In sprawling North Texas, most people who live in Arlington work in a different city. Likewise, many people who work in Arlington—from the janitors at the university to the Dallas Cowboys coaches—don’t live there.

Driving in the area can be miserable (the Metroplex ranks third in the country in time wasted sitting in traffic). The obvious solution would be a transit system seamlessly linking Dallas, Fort Worth, the airport and the suburbs.

In reality, of course, there’s no city in the U.S. actually offering such a unified system of public transportation. Even in transit-dependent New York, there are still half a dozen rail systems serving the city, each with different equipment, labor unions and fares.

In the New York area, though, the vast majority of people have access to some sort of public transportation, which, in areas served by the MTA, they finance indirectly through a complex system of state-administered funds and taxes.

In Texas, on the other hand, there’s no state funding for local bus and rail systems. Cities have to raise their own money through sales taxes and fares (with the federal government pitching in a bit, as well).

But Texas also restricts the amount of money local governments can raise on their own, by limiting cities to having no more than a 2 percent sales tax.

Since most cities in Texas already levy the maximum tax, this system virtually guarantees wealthier suburbs won’t join regional transit agencies. Elected officials in places such as Arlington have no incentive to fund Dallas Area Rapid Transit (DART) if doing so will slice their own government’s tax revenues in half. (DART requires a 1 percent contribution from its member cities.)

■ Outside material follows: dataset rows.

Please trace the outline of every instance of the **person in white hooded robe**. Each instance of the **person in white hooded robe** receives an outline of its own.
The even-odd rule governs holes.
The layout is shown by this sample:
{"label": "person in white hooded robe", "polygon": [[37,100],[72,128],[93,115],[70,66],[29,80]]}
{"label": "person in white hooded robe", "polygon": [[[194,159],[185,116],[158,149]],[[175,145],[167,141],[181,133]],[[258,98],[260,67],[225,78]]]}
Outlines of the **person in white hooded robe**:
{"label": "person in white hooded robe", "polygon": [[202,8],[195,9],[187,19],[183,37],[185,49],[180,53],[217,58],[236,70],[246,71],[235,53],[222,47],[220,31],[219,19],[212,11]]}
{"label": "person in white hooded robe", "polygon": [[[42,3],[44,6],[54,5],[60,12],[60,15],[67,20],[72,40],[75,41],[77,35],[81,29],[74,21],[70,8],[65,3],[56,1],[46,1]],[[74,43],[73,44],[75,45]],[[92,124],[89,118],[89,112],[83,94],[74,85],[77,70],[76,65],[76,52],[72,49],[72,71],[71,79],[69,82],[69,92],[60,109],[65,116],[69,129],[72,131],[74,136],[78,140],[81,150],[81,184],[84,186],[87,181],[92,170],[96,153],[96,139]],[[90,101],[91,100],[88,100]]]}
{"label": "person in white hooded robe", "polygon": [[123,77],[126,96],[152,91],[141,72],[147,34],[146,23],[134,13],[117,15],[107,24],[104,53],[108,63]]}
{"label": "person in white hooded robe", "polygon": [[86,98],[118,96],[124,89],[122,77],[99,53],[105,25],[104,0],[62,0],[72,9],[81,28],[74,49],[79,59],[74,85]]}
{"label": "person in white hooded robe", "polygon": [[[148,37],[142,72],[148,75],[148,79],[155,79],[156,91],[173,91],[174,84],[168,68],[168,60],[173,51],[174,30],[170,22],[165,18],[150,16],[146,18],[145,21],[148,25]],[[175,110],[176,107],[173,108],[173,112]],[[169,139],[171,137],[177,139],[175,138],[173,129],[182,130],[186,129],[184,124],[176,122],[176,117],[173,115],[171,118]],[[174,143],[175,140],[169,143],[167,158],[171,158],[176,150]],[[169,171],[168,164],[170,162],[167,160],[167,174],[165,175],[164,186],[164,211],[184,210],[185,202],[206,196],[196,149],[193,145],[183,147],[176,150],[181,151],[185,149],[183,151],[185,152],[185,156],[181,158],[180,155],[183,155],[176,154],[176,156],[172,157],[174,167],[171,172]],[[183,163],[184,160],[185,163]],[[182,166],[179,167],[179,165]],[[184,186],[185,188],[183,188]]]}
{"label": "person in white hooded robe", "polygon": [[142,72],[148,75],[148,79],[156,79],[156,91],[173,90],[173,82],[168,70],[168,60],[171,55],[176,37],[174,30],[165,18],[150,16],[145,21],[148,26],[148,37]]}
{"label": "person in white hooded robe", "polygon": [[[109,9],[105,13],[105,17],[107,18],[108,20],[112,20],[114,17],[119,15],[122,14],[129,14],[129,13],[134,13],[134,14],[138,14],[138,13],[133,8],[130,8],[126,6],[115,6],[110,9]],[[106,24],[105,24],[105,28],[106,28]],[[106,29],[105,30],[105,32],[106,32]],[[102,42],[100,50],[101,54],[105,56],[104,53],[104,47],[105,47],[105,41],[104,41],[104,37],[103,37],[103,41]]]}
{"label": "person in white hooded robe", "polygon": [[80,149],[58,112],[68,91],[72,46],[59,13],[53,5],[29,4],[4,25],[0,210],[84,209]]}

So when Dallas-area voters have a referendum on whether to join DART, they’re essentially forced to choose between their own cities’ fiscal solvency and the bus system. Little surprise, then, that while there are 13 member cities in DART, many more eligible cities have shown no intention of joining.

This is not a problem unique to Texas. Just ask residents of suburban Atlanta, another booming region of the country. Only two of the area’s five core counties are part of MARTA, the metro Atlanta transit agency, due in large part to an unwillingness to give MARTA tax money. Attempts to start independent bus services have met with limited success. In 2010, one county, Clayton, shut down its bus system entirely because it cost too much to run.

Hope for the Future

With the MAX bus, however, Dallas officials may have finally found a way to break out of the vicious circle of highly localized decision-making.

Try-before-you-buy public transit.

For now, the university, local businesses and the Arlington city government will split the $700,000 annual cost of running the bus. Arlington has four years to hold a referendum on whether to pay the 1 percent tax. If the referendum fails, the city will lose the MAX service.

It’s an inspired idea because it shows there’s a way to encourage the sort of regional transit thinking racial, jurisdictional and socioeconomic divides have so far prevented in cities such as Dallas and Atlanta.

As the early ridership figures demonstrate, existing demand will make it much harder for Arlington voters to refuse joining DART once they’ve already been exposed to the benefits of having bus service.

What’s more, it points to a potential new role for the Federal Transit Administration, which today exists mostly to fund new transportation infrastructure rather than transit service itself.

The early success of the MAX bus has revealed a hidden demand for public transit in suburbs across the country. If places like Arlington could be pinpointed and targeted for new bus service, the federal government could reap a large economic gain on a relatively small investment.

Too many suburbs pride themselves on a lack of public transit. But as Arlington’s example shows, they don’t know what they’re missing—and whole regions are suffering as a result.